An estimated 50 world leaders are expected to attend the annual event that bills itself as the world’s leading forum for debating international security policy. The governments of Russia and Iran have not been invited.
It will be an encore for Harris, who spoke at the conference in 2022 and 2023, but the stakes are different this year.
She faces the task of reassuring allies that Washington remains committed to defending their security after Trump, the front-runner for the Republican presidential nomination, questioned defending NATO allies who failed to spend enough on defense from a potential Russia invasion.
Harris plans to pledge that the United States will never retreat from its NATO obligations, and contrast Biden’s commitment to global engagement with Trump’s isolationist views, a White House official was quoted by Reuters as saying.
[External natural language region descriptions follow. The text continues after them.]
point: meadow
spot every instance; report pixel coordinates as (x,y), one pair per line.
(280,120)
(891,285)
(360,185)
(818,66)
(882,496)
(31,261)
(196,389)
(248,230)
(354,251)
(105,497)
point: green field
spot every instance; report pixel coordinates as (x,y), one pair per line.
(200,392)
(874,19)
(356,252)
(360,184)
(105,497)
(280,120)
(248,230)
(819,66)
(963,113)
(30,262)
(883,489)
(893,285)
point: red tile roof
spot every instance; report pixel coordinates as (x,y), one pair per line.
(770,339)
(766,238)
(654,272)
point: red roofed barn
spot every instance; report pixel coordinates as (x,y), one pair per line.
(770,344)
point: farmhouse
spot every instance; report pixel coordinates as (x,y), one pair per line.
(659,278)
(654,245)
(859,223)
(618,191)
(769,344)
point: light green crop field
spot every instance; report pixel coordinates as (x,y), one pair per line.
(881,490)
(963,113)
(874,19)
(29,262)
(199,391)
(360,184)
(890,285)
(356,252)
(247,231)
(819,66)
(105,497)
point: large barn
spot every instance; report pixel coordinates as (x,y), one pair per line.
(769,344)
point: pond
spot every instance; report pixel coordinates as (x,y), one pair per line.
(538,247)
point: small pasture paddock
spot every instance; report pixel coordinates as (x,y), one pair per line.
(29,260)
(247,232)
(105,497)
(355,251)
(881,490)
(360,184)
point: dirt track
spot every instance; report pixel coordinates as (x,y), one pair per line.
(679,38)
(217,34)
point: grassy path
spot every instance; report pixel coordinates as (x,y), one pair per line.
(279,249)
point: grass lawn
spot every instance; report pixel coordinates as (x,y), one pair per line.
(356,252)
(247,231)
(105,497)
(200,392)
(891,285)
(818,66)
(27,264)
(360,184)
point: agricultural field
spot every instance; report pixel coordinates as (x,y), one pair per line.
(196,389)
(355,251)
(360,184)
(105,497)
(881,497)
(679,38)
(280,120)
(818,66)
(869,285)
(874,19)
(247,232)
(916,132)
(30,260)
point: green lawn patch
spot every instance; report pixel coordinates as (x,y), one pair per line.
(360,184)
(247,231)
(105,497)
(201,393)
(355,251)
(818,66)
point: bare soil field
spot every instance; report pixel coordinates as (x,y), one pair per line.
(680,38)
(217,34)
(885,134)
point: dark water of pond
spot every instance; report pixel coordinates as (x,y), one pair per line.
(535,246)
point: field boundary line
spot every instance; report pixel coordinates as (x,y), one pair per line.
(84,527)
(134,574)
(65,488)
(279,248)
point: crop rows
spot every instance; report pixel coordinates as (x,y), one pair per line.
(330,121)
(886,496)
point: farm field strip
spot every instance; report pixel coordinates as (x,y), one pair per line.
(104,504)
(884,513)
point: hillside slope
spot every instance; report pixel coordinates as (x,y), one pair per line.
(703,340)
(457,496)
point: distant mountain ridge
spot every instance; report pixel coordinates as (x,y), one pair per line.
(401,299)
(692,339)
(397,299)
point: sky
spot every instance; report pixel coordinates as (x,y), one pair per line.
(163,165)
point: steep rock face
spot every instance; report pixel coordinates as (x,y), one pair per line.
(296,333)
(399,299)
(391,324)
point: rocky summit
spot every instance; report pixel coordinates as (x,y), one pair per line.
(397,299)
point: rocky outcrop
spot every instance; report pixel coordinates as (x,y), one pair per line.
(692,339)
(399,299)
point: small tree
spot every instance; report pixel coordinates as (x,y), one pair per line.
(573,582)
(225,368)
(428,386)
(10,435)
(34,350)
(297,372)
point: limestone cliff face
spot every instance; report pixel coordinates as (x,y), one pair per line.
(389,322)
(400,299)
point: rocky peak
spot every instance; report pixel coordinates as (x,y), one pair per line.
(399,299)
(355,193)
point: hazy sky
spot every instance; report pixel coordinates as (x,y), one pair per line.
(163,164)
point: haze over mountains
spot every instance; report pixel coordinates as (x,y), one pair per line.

“The vice president will recommit to defeat the failed ideologies of isolationism, authoritarianism, and unilateralism…[and] denounce these approaches to foreign policy as short-sighted, dangerous, and destabilizing,” the official said.
Harris is expected to meet with Zelenskiy during the conference, according to the White House.
She will be joined by Secretary of State Antony Blinken, who just completed a visit to Albania, where he reinforced what he called an “extraordinary partnership” between Washington and Tirana.
The U.S. vice president will also express confidence that the American people will continue to support the Biden administration’s approach to Ukraine.
Ukraine, which is heavily dependent on economic and military aid from its Western allies, has been facing a shortage of ammunition and military equipment on the battlefield and is now facing intense fighting for the eastern city of Avdiyivka.
Kyiv also is desperate for a replenishment of supplies of air-defense systems to protect its civilians and infrastructure, which are hit almost daily by Russian shelling and drone attacks.
Harris is certain to be asked about a $95.34 billion military-aid package for Ukraine, Israel, and Taiwan that the Senate, led by Democrats, approved on February 13 but that may never be put up for a vote in the Republican-controlled House of Representative because of Trump’s opposition to it.
Meanwhile, Ukraine’s European allies have begun increasing their support for Ukraine.
Ahead of his arrival in Munich, Zelenskiy was scheduled to travel on February 16 first to Berlin for talks with German Chancellor Olaf Scholz and then to Paris to sign a security pact with French President Emmanuel Macron, his office in Kyiv and the Elysee Palace in Paris said.
Berlin did not release any details about Zelenskiy’s meeting with Scholz, but Germany is also negotiating a security agreement with Kyiv.